Transfergesellschaft als Mittel der Vermeidung arbeitsrechtlicher Risiken
Man kann durchaus behaupten, dass der Einsatz einer Transfergesellschaft in der Insolvenz vordergründig zur Vermeidung oder zumindest zur Minimierung arbeitsrechtlicher Risiken im Zuge einer Veräußerung auf einen Investor eingesetzt wird.
Die Ausgangslage ist folgende:
Eine Transfergesellschaft gibt es nicht umsonst, eine gut ausgestattete ist sogar kostspielig. Das Unternehmen ist pleite und der Insolvenzverwalter nicht befugt, die Masse zu schmälern, wenn sich die Investition nicht „amortisiert.“ Die Investition rechnet sich aber, wenn eine Veräußerung des insolventen Unternehmens Geld zur Verteilung an die Gläubiger einbringt und der Verkaufserlös höher liegt als eine Zerschlagung.
Investoren scheuen das arbeitsrechtliche Risiko in Gestalt eines Betriebsübergangs, den eine Veräußerung des Betriebs regelmäßig mit sich bringt und wonach der Erwerber in die Rechte und Pflichten der bestehenden Arbeitsverhältnisse einzutreten hat.
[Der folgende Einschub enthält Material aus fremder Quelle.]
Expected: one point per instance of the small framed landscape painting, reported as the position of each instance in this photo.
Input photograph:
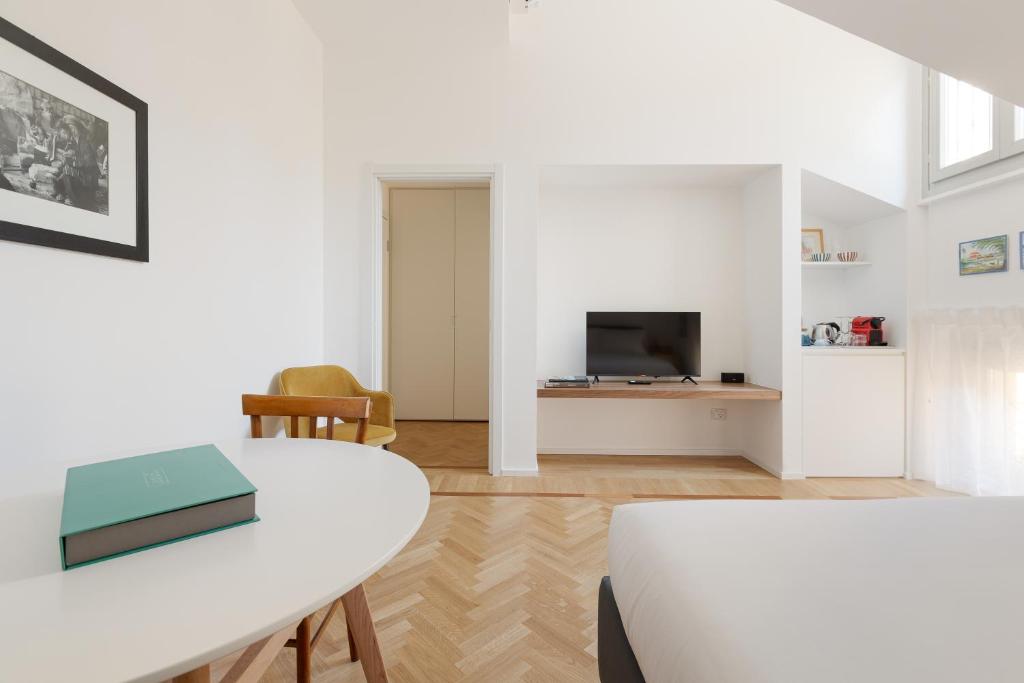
(73, 154)
(984, 255)
(812, 241)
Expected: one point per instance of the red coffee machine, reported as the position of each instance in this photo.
(870, 327)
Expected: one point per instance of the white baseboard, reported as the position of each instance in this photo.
(519, 471)
(584, 451)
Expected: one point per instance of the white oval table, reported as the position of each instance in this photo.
(331, 515)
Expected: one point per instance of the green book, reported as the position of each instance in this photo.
(123, 506)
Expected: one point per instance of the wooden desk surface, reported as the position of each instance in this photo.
(704, 390)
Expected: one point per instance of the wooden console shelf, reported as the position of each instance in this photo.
(705, 390)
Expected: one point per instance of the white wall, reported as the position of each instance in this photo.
(982, 213)
(608, 248)
(637, 248)
(765, 333)
(104, 355)
(578, 82)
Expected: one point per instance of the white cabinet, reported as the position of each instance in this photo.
(854, 413)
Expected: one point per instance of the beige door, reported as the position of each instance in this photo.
(472, 286)
(439, 294)
(422, 314)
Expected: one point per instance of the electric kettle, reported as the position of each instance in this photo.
(824, 334)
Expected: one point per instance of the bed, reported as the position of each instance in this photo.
(748, 591)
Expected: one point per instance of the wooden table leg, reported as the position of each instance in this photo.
(303, 671)
(353, 652)
(361, 628)
(201, 675)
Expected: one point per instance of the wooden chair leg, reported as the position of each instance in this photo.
(353, 653)
(360, 624)
(303, 668)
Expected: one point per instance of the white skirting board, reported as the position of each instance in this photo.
(587, 451)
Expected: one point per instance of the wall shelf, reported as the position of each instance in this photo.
(833, 265)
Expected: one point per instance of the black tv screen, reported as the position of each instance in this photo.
(652, 344)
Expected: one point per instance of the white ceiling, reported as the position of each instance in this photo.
(668, 175)
(839, 204)
(978, 41)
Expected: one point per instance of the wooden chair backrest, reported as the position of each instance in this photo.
(347, 409)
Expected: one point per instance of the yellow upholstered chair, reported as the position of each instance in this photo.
(336, 381)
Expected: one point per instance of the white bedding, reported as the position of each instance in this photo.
(793, 591)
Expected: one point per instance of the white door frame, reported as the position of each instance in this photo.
(486, 173)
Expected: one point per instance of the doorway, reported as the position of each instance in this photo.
(435, 327)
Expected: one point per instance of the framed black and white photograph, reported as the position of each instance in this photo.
(73, 151)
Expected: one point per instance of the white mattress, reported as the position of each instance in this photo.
(792, 591)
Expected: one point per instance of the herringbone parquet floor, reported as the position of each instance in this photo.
(501, 582)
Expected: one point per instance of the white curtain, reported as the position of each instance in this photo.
(968, 410)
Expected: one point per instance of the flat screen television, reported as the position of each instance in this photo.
(628, 344)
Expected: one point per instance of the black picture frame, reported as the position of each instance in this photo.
(31, 235)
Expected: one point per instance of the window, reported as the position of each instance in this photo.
(968, 129)
(965, 122)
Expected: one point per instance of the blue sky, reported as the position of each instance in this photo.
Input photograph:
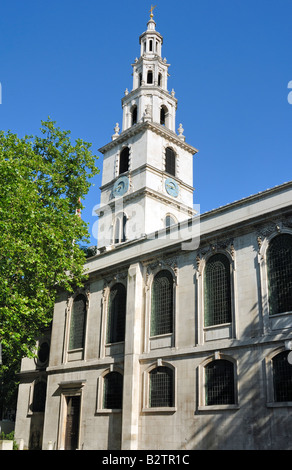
(231, 62)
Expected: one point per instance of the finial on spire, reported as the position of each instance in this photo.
(151, 11)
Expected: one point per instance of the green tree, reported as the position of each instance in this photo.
(43, 179)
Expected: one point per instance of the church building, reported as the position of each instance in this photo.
(181, 338)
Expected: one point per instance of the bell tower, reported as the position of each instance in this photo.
(147, 178)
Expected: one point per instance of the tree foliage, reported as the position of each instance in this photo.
(43, 179)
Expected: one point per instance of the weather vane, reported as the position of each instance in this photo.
(151, 10)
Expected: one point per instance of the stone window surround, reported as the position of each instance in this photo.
(227, 330)
(278, 321)
(165, 340)
(75, 354)
(271, 403)
(109, 349)
(100, 391)
(201, 406)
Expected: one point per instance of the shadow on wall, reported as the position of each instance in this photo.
(253, 426)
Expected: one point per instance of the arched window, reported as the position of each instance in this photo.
(282, 376)
(77, 323)
(39, 396)
(113, 391)
(124, 160)
(219, 383)
(170, 161)
(163, 116)
(162, 304)
(150, 77)
(169, 220)
(217, 305)
(120, 228)
(116, 314)
(159, 79)
(161, 390)
(279, 267)
(134, 113)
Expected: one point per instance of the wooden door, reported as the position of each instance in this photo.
(72, 423)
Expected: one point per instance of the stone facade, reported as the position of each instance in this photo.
(254, 421)
(84, 405)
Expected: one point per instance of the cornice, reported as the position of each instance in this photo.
(147, 192)
(152, 169)
(143, 127)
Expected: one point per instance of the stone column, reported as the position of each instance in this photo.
(131, 392)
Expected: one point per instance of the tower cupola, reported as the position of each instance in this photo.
(147, 167)
(150, 98)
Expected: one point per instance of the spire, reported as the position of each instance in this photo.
(151, 11)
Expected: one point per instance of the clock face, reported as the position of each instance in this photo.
(121, 186)
(171, 187)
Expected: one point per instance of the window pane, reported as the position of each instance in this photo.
(279, 265)
(282, 372)
(39, 397)
(77, 323)
(219, 383)
(116, 314)
(162, 304)
(161, 387)
(113, 391)
(217, 291)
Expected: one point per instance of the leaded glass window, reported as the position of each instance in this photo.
(219, 383)
(113, 391)
(279, 266)
(170, 161)
(162, 304)
(217, 291)
(116, 314)
(161, 387)
(77, 323)
(282, 374)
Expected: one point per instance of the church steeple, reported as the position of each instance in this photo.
(147, 177)
(150, 98)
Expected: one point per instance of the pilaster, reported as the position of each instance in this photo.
(131, 392)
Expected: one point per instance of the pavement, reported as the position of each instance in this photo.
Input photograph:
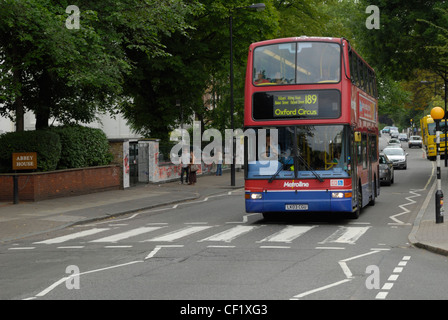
(33, 218)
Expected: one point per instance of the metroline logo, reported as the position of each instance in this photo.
(296, 184)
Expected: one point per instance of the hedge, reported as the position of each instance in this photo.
(82, 147)
(46, 144)
(64, 147)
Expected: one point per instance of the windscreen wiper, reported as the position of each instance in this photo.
(298, 156)
(282, 167)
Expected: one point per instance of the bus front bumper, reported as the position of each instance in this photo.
(310, 201)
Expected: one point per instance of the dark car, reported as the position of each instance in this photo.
(386, 170)
(403, 137)
(415, 141)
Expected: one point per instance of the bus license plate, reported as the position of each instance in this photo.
(297, 207)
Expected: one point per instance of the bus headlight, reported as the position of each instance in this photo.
(256, 196)
(337, 195)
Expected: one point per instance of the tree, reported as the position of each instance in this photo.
(198, 62)
(69, 74)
Auch die Gefahr, dass die zur Umsetzung eines Sanierungskonzeptes erklärten betriebsbedingten Kündigungen einer arbeitsgerichtlichen Kontrolle nicht standhalten, wirkt abschreckend. Nicht selten werden die Kosten einer Transfergesellschaft daher durch einen Investor im Rahmen eines Massedarlehens vorfinanziert und mit dem Kaufpreis verrechnet, sobald der Erwerb vollzogen ist.
Die Transfergesellschaft ist das Instrument zur Eindämmung der vorgenannten Szenarien. Die Aufhebung der Arbeitsverhältnisse mit dem Ziel, die Arbeitnehmer, die für einen Neustart nicht vorgesehen sind, vor einem Betriebsübergang in eine Transfergesellschaft zu überführen führt zu der „Nebenwirkung“, dass sich einem potentiellen Erwerber größere Gestaltungsspielräume im Hinblick auf dessen Personalplanung eröffnen können.
Denn grundsätzlich gehen bereits beendete Arbeitsverhältnisse nicht mehr im Wege des § 613 a BGB auf den Erwerber über. Bedingt durch die freiwillige Aufhebung des Arbeitsverhältnisses ist die Erhebung einer Kündigungsschutzklage nicht mehr möglich, mithin das Klagerisiko eliminiert. Auch kündigungsrechtliche Schranken, wie der Schwerbehindertenschutz nach dem SGB IX fallen weg und eine erforderliche Zustimmung des Integrationsamtes ist damit nicht mehr erforderlich. Beiden, Insolvenzverwalter und Investor, wird damit ein erhebliches Risiko bei der Umsetzung des Deals genommen. Da kann es nicht wundern, dass sich beide den Einsatz einer Transfergesellschaft etwas kosten lassen.
Fazit
Transfergesellschaften können ein sinnvolles Instrument zum Zwecke eines sozialverträglichen Personalabbaus mit dem Ziel der übertragenden Sanierung darstellen, wenn Sie nicht zwingende, kündigungsrechtliche Bestimmungen unterlaufen. Verfolgt deren Einsatz aber primär das Ziel, nach Vorgaben des Erwerbers die „Braut zu schmücken“, wird der Begriff der Sozialverträglichkeit zur Erreichung dieses Ziels missbraucht.
Dies herausfinden und eine belastbare Einschätzung vornehmen, können regelmäßig nur auf dem Gebiet des Insolvenz- und Transaktionsarbeitsrecht erfahrene Spezialisten.